Hacker News new | ask | show | jobs
by paladin314159 3954 days ago
Author of the post here. Happy to talk about how we've designed/built our architecture at Amplitude!
3 comments

How did you guys split the databases per customer? Is it all one big stream of data for you or does it get split at a pretty early level? Is data of multiple customers in every database or do you maintain a cluster per customer?
Most of our databases are multi-tenant, so a single cluster will handle all customer data. The exception is Redshift, which has a separate cluster for each customer since we allow them to have direct access to it (https://amplitude.com/blog/2015/06/05/optimizing-redshift-pe...).
You could store the sets in postgresql arrays(to remove row overhead) (1GB maximum field size) and build some efficient union,intersect functions so you wouldn't have to unnest?

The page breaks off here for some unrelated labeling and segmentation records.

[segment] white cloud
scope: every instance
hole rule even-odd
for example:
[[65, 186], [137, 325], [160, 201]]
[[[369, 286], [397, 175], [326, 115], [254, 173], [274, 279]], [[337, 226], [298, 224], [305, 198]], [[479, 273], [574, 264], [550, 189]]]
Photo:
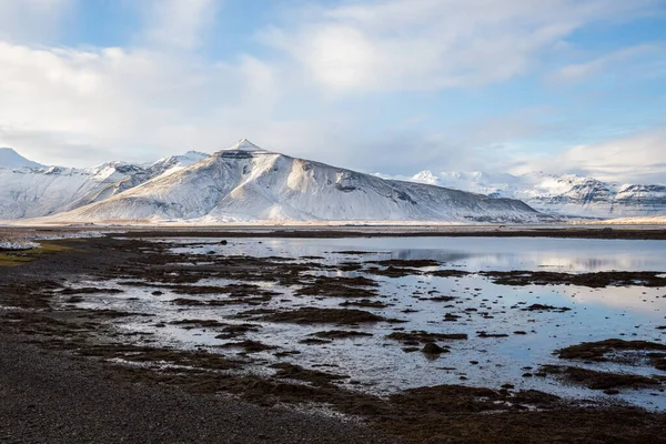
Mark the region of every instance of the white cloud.
[[[622, 77], [627, 68], [630, 69], [633, 61], [639, 57], [646, 57], [654, 61], [654, 58], [659, 53], [664, 53], [665, 49], [659, 44], [638, 44], [635, 47], [622, 48], [617, 51], [604, 54], [602, 57], [587, 60], [582, 63], [567, 64], [551, 77], [554, 81], [579, 81], [586, 78], [596, 77], [598, 74], [609, 74]], [[662, 60], [659, 58], [659, 60]], [[643, 65], [642, 69], [645, 69]]]
[[[42, 1], [58, 11], [68, 4]], [[501, 82], [533, 69], [573, 30], [658, 1], [343, 2], [310, 8], [263, 32], [263, 41], [280, 49], [270, 61], [239, 53], [219, 62], [200, 49], [223, 1], [147, 0], [139, 3], [145, 28], [129, 48], [21, 44], [0, 34], [0, 144], [42, 163], [88, 165], [213, 151], [248, 137], [366, 171], [504, 165], [514, 154], [506, 142], [542, 130], [534, 109], [466, 125], [386, 130], [391, 123], [375, 122], [381, 110], [326, 94]], [[0, 0], [0, 13], [19, 3]], [[19, 9], [11, 11], [19, 18]], [[23, 27], [37, 27], [46, 13], [31, 14], [21, 16]], [[577, 168], [575, 159], [566, 162]]]
[[312, 8], [263, 41], [336, 92], [436, 90], [529, 71], [576, 29], [658, 0], [380, 0]]
[[0, 0], [0, 41], [43, 41], [58, 32], [74, 1]]
[[554, 157], [525, 162], [513, 172], [539, 170], [615, 182], [666, 183], [666, 131], [650, 130], [572, 147]]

We tried a variety of PostgreSQL-based approaches, including this one. Unfortunately, the way you do set insertions using arrays is to do a O(n) membership check, which means your set will take O(n^2) to construct -- very inefficient.
Did you use Camus for ETL, and if so, did you have to modify it to work with S3?
We don't use Camus; IIRC, it didn't exist at the time that we built most of the infrastructure. We just read data directly out of Kafka using client libraries.
Apologies for delayed response, I'm guessing you won't see it, but...without Camus in place...did you do anything to ensure exactly-once semantics in moving the data to the Batch Layer?

For the real time layer I see it as not being mission critical for most data sets to be 100% correct, but for the ETL part of the process, the guarantees provided by Camus (ensured by the OutputCommitters part of MR I believe) are invaluable.